Section 04

The math: autoregressive objective, fine-tuning loss, input transformations

Improving Language Understanding by Generative Pre-Training 2018

4. The math — autoregressive objective, fine-tuning loss, input transformations

🔴 Advanced undergrad. Read Conditional Probability and Cross-Entropy Loss first.


The pre-training objective

GPT-1 is trained on a corpus of tokens U = {u₁, u₂, …, uₙ}. The training objective is to maximise the log-likelihood of each token given its preceding context of length k (the context window):

L₁(U) = Σᵢ log P(uᵢ | uᵢ₋ₖ, uᵢ₋ₖ₊₁, ..., uᵢ₋₁ ; Θ)

Where:

  • uᵢ is the i-th token (a word or subword)
  • k is the context window size (GPT-1 used k = 512 tokens)
  • Θ is the set of model parameters
  • P(uᵢ | …) is the model’s predicted probability for token uᵢ given the preceding tokens

Maximising this log-likelihood is equivalent to minimising the negative log-likelihood (the loss):

Loss = − L₁(U) = − Σᵢ log P(uᵢ | uᵢ₋ₖ,...,uᵢ₋₁; Θ)

This is the standard cross-entropy loss between the model’s distribution and the one-hot target distribution for each token position.


How the model computes P(uᵢ | context)

Given context tokens [u₁, u₂, …, uᵢ₋₁], the forward pass is:

Step 1: Token + positional embedding

h₀ = UₑUW + Wₚ

Where:

  • Uₑ is the context token matrix (k tokens × 1)
  • UW is the token embedding matrix (vocab_size × n_embd), converts token IDs to vectors
  • Wₚ is the positional embedding matrix (k × n_embd), adds position information
  • n_embd = 768 in GPT-1

So h₀ is a (k × 768) matrix — one 768-dimensional vector per token.

Step 2: Pass through 12 Transformer decoder layers

hₗ = transformer_block(hₗ₋₁)   for l = 1, 2, ..., 12

Each transformer block applies:

  1. Masked multi-head self-attention (each token attends only to positions ≤ its own)
  2. Feed-forward network (two linear layers with GELU activation)
  3. Layer normalisation and residual connections

The masking is critical: it enforces the causal constraint.
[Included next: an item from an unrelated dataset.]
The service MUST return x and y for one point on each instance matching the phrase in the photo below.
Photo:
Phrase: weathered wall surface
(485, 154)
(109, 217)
When computing the representation for token at position t, the attention scores for positions t+1 and beyond are set to −∞ (which becomes 0 after softmax). So the model can never look at future tokens.

Step 3: Compute output probability distribution

P(uᵢ | u<i) = Softmax( h₁₂[i] · UW ᵀ )

Where h₁₂[i] is the final-layer representation at position i (a 768-dim vector), and UW ᵀ is the transposed token embedding matrix (768 × vocab_size). The result is a probability distribution over the entire vocabulary (~40,000 tokens in GPT-1’s BPE vocabulary).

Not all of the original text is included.